Torino è una città fiera, tesa verso l’alto come la sua Mole, una città che si crede grande e moderna come le sue fabbriche, ma nel profondo è provinciale, ancora aggrappata ad una routine d’altri tempi, in un misto di indifferenza e dolcezza

Un paese ci vuole, non fosse che per il gusto di andarsene via. Un paese vuol dire non essere soli, sapere che nella gente, nelle piante, nella terra, c’è qualcosa di tuo, che anche quando non ci sei resta ad aspettarti. Ma non è facile starci tranquillo”.

(La luna e i falò, Cesare Pavese)

Torino è una città fiera, tesa verso l’alto come la sua Mole, una città che si crede grande e moderna come le sue fabbriche, ma nel profondo è provinciale, ancora aggrappata ad una routine d’altri tempi, in un misto di indifferenza e dolcezza. E’ come un protagonista di Salgari, capace di improvvise e impreviste svolte narrative o tragedie indecifrabili. Come quella del 1889, in Piazza Castello, un uomo bacia il suo cavallo, il gendarme che lo arresta scoprirà solo più tardi che quell’insano sobillatore è il filosofo tedesco Nietzsche. Torino è capitale dell’auto, ha visto nascere il grande cinema e consacrato grandi scrittori, Fenoglio e Calvino.

E come Torino, Cesare Pavese, dietro quegli occhialini rotondi, appare schivo e defilato. In realtà, dentro, è inquieto e fiammeggiante nel diventare uno dei protagonisti del romanzo psicologico del Novecento. Ne La bella estate e La luna e i falò, spesso ispirati a fatti autobiografici, Pavese racconta il doloroso passaggio dall’infanzia all’età adulta, con immagini potenti e luminose che rendono comprensibile il suo profondo disagio per la vita. In lui c’è un gusto genuino per l’estremo, la stessa preziosa inquietudine che brucia nella psiche del nostro tempo.

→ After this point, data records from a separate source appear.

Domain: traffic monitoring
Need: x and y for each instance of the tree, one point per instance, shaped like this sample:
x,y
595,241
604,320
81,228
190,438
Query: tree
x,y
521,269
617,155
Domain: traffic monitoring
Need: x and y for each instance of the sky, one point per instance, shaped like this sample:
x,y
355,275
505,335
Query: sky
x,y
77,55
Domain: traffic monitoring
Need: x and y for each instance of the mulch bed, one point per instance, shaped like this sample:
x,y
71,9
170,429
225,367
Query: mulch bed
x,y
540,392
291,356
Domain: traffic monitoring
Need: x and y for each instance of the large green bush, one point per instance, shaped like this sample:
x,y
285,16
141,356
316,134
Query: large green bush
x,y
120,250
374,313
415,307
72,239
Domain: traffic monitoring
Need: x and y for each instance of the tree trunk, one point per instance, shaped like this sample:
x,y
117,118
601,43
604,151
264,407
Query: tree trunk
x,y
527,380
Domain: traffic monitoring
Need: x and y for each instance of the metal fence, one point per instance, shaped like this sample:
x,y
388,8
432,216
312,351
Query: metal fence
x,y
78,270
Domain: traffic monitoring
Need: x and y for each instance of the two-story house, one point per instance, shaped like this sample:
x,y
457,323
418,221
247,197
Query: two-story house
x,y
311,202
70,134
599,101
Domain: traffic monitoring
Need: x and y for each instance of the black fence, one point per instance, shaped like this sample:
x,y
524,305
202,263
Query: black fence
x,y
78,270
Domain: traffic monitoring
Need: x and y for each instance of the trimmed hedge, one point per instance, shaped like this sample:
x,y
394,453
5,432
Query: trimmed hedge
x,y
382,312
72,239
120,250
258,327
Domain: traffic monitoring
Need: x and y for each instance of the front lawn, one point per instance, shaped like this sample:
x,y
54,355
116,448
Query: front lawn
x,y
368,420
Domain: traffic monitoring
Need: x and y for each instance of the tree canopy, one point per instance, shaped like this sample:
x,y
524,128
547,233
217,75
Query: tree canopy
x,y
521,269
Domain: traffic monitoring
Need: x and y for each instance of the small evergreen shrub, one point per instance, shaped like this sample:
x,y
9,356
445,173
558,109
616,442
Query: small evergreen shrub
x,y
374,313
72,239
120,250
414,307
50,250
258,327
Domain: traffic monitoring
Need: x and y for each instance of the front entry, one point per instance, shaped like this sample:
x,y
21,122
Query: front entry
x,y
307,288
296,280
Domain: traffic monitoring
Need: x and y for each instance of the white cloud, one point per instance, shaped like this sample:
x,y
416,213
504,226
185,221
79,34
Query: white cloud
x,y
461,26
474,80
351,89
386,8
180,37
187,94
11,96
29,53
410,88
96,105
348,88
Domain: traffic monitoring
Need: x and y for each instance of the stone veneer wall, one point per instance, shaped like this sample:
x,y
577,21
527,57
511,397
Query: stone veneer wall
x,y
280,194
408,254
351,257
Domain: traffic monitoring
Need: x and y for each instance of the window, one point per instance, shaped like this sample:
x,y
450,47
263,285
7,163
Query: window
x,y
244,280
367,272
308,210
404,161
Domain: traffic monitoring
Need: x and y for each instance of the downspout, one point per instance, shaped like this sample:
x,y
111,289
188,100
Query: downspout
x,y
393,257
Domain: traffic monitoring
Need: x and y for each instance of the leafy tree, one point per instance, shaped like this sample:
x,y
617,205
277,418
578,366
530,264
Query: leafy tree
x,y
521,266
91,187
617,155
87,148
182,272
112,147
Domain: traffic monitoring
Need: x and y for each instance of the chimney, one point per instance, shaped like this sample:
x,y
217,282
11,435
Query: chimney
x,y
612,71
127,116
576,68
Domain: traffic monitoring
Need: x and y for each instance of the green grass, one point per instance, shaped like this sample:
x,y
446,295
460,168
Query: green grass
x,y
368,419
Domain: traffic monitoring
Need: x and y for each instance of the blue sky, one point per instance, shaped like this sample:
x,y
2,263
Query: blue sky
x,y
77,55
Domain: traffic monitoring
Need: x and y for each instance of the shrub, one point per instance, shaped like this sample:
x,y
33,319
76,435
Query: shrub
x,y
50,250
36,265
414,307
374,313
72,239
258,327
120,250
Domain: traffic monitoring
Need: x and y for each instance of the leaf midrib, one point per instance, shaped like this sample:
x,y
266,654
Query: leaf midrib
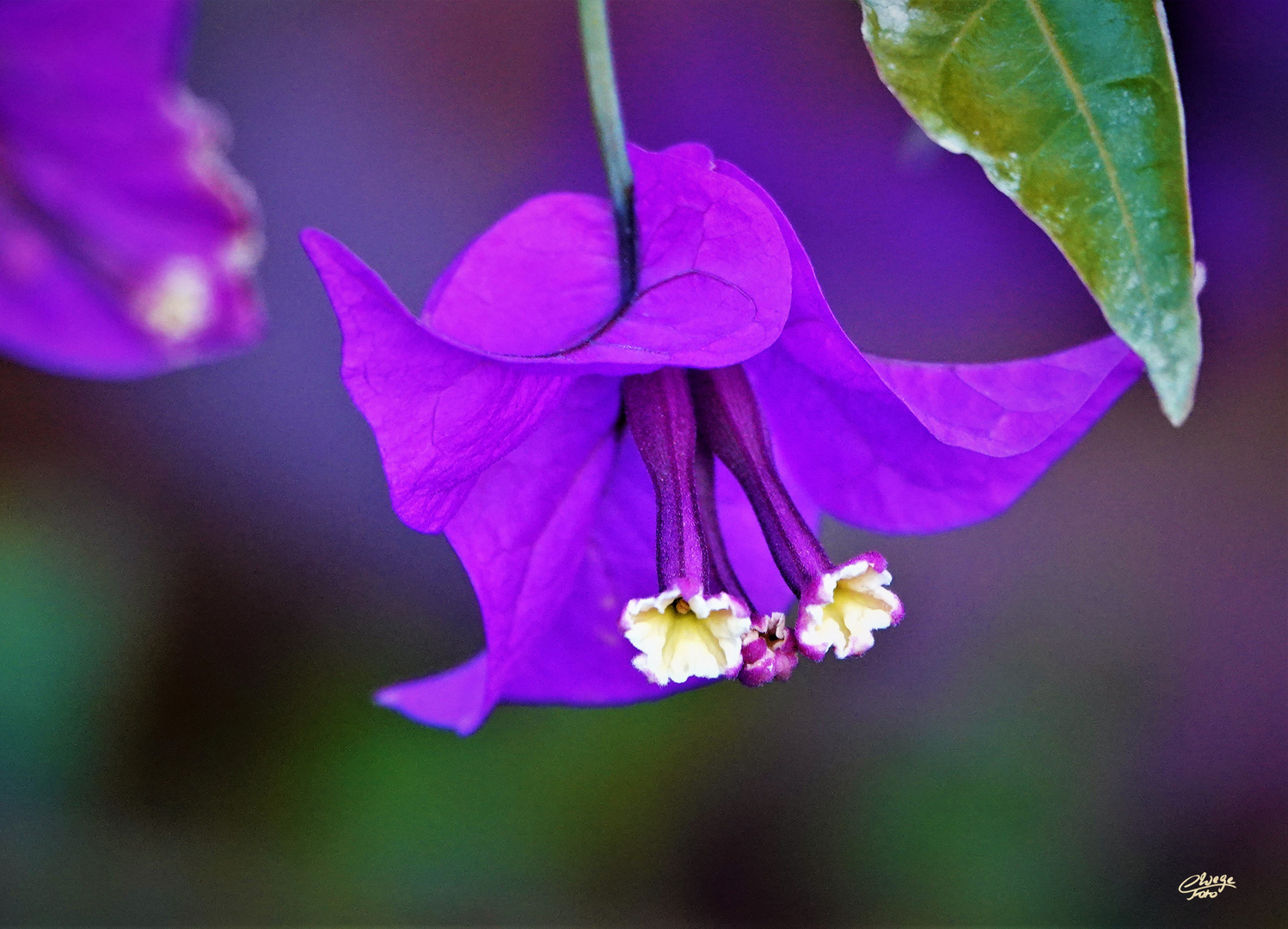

Quella psiche che si modella anche in un’espressione bonaria e in un cappello di paglia. Un intelletto di chi vuole morbosamente aggrapparsi all’idea dell’incallito rivoluzionario, magari un supereroe dell’inchiostro, mascherato dietro diplomatici testi di denuncia, libri che hanno fatto epoca, firme camuffate, nomi d’arte, rivisitazione di un’anagrafica che, ai più, dice poco. Non solo un’abitudine piemontese, ma una consuetudine italiana, un vento di novità che travolge il nordest peninsulare.

È il caso di Hector Schmitz, all’apparenza un semplice bancario nella Trieste colta degli anni Venti, ma che, invece, quando non va a lezioni di inglese dal suo amico James Joyce, torna a casa per lavorare con passione e furore ad un romanzo che farà epoca: La Coscienza di Zeno. Un successo internazionale firmato con uno pseudonimo che rende omaggio alle radici meticce del suo pensiero, Italo Svevo.

Hector, Italo, Svevo, Zeno. Chi è l’autore e chi il protagonista del romanzo? Dove finisce la verità e comincia la finzione? Zeno Cosini è un uomo che non ha mai deciso nulla nella sua vita, non è nemmeno riuscito a smettere di fumare, figuriamoci ad innamorarsi o a fare carriera. Eppure all’improvviso smette di andare dall’analista che, per ripicca, pubblica i suoi diari. Questo è l’incipit di un’opera destinata a cambiare le sensibilità dei lettori, a smuovere i pensieri scossi dell’altro secolo.

L’indole di Svevo è sconfinata, fugge i pedaggi, sdogana pregiudizi di un popolo non ancora unito sotto la bandiera dell’ipocrisia, riempie fogli bianchi come le ruote consumerebbero una strada senza meta, ricercando l’ossessiva armonia letteraria di un viaggio, esplorazioni sentimentali di chi soleva sedersi su una panchina che fiancheggia il museo egizio, aprire la propria valigia e tirar fuori un libro dall’avventuroso titolo, Ulisse.